We all agree that social care reform is well overdue. The Scottish Conservatives support key recommendations of the Feeley review, including national employment conditions for staff and treating social care as an equal partner to the NHS. However, instead of opting for a centralised, top-down approach to care, as advocated by the SNP, we believe that there are many approaches tailored to those needing support that we could be doing now, as Monica Lennon suggested earlier. That can include caring for people with a terminal illness, many of whom are spending their end-of-life journey at home. By 2040, 60,000 Scots will have palliative care needs—10,000 more than today. We need to ensure that everyone in Scotland has a right to the palliative care that they need.

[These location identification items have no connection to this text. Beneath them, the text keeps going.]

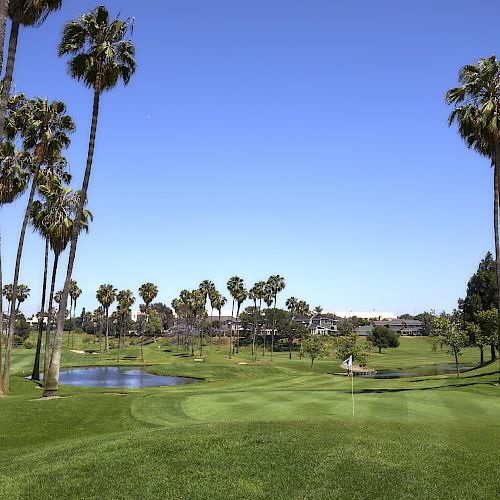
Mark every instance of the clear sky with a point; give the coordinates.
(302, 138)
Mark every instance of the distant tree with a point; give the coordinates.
(345, 326)
(481, 294)
(348, 345)
(383, 337)
(452, 336)
(426, 319)
(276, 284)
(22, 327)
(488, 324)
(147, 292)
(314, 347)
(165, 314)
(106, 295)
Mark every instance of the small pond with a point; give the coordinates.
(420, 371)
(118, 377)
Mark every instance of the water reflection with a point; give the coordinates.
(118, 377)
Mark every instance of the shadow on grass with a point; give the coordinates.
(403, 389)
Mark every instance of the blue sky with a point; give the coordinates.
(306, 139)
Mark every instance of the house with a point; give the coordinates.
(401, 326)
(319, 324)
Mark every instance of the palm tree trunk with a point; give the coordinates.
(74, 316)
(9, 69)
(107, 329)
(237, 330)
(55, 361)
(254, 353)
(8, 349)
(231, 332)
(70, 319)
(274, 328)
(496, 181)
(100, 338)
(4, 6)
(1, 314)
(49, 318)
(220, 328)
(35, 374)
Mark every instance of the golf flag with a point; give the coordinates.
(347, 364)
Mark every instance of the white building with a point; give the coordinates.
(377, 315)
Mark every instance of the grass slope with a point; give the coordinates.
(255, 431)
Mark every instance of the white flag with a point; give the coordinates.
(347, 364)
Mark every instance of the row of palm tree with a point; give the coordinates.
(191, 307)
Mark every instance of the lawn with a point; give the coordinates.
(265, 430)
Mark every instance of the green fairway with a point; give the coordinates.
(265, 430)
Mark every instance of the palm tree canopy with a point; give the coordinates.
(32, 12)
(148, 292)
(125, 300)
(100, 53)
(22, 293)
(303, 308)
(292, 304)
(54, 219)
(106, 295)
(15, 170)
(276, 284)
(74, 290)
(241, 296)
(207, 287)
(476, 104)
(42, 125)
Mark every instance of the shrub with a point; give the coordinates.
(29, 344)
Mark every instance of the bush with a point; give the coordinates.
(29, 344)
(22, 327)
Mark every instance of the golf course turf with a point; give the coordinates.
(265, 430)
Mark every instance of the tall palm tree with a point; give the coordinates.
(14, 176)
(207, 288)
(253, 294)
(74, 293)
(22, 293)
(219, 301)
(43, 127)
(125, 300)
(268, 299)
(4, 8)
(148, 293)
(177, 307)
(234, 285)
(291, 304)
(56, 216)
(106, 295)
(476, 110)
(54, 168)
(100, 56)
(241, 296)
(21, 13)
(276, 284)
(197, 311)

The SNP-Green coalition is bent on centralising social care at the expense of local authorities. This has all the hallmarks of a power grab that will not improve social care delivery, and it is an expensive power grab at that. Parliament’s Finance and Public Administration Committee has repeatedly raised concerns about how it will all be funded and the fact that the costings do not, and could not, reflect the actual cost of the provision of the bill. The SNP Government decided to plough ahead with its failed scheme, ignoring the concerns of experts.
The SNP-Green Government is spending more than £800,000 every month on civil servants for the national care service already. We were told by the Minister for Social Care, Mental Wellbeing and Sport, Maree Todd, that to get a national care service up and running, we should expect a total spend of £1.6 billion—now we are told that it will be less, but it will still be almost £1 billion.

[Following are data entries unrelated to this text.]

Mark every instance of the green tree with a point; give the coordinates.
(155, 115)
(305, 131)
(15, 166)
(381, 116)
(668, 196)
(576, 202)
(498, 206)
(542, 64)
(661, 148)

The type of national care service that is advocated is the wrong priority for Scotland. Where are the efforts to eliminate delayed discharge that were promised by Shona Robison by the end of 2015? Yes, you heard right—2015. As the Royal College of Physicians of Edinburgh reports, in the year ending in March 2023, there were more than 660,000 days spent in hospital by people whose discharge was delayed because they did not have a social care package to support them at home. There is a double whammy: Scottish Care has warned that one care home per week is closing in Scotland. We now have 19 per cent fewer care homes than in 2013, with private care homes being cheaper for the public purse.
Humza Yousaf is the mastermind who drafted the National Care Service (Scotland) Bill in June 2022, with a plan to complete stage 1 by March 2023. The fact is that the NCS bill has been delayed four times. It had to be radically overhauled, and implementation was postponed until 2029, but just yesterday and today Maree Todd tried to tell us that she was going to prevent delay. The SNP-Green coalition is making up the timeline as it goes along.
If the issue were scrutiny, we would have everything with us already. We need to ensure that the enormous challenges that are faced by patients, young and old, are dealt with today.